The results are expressed as mean and standard deviation values. Statistical analysis was performed primarily to determine the efficacy of the transcutaneous spinal and hip stimulation system in persons with chronic stroke, and data analysis was performed on an intention-to-treat basis. Normality was assessed with the Shapiro–Wilk test. The baseline parameters are known to be associated with the outcome. Baseline covariates were accounted for at the design stage of this trial in the statistical analysis.

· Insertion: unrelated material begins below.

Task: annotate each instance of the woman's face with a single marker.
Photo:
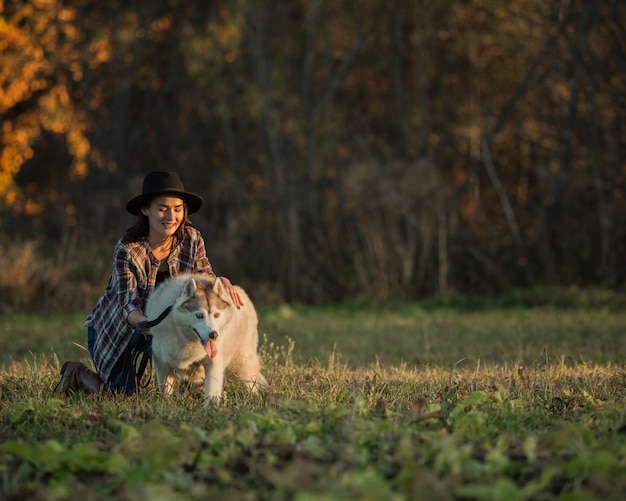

Therefore, we used analysis of covariance (ANCOVA) [28]. Two-way analysis of covariance (ANCOVA), using the baseline measure as the covariate, with the factors group (FAST walk, spinal stim, and treadmill) and time (before, post, and post-4w assessment) was performed to investigate whether the newly developed transcutaneous spinal stimulation system improves 10-m walking time, TSI, RI0ms, and RI20ms. We set the 10-m walking time as the primary outcome, post hoc analyses were conducted to detect the effect from before to after the intervention using paired t-tests with the Bonferroni correction. For other secondary outcomes, further investigations were performed using t-tests with Bonferroni adjustments for multiple comparisons when ANCOVA showed significant main effects and interactions. Significance was set at P < 0.05. Statistical analyses were performed using IBM SPSS version 29.0 for Windows (IBM Corp., Armonk, NY, USA).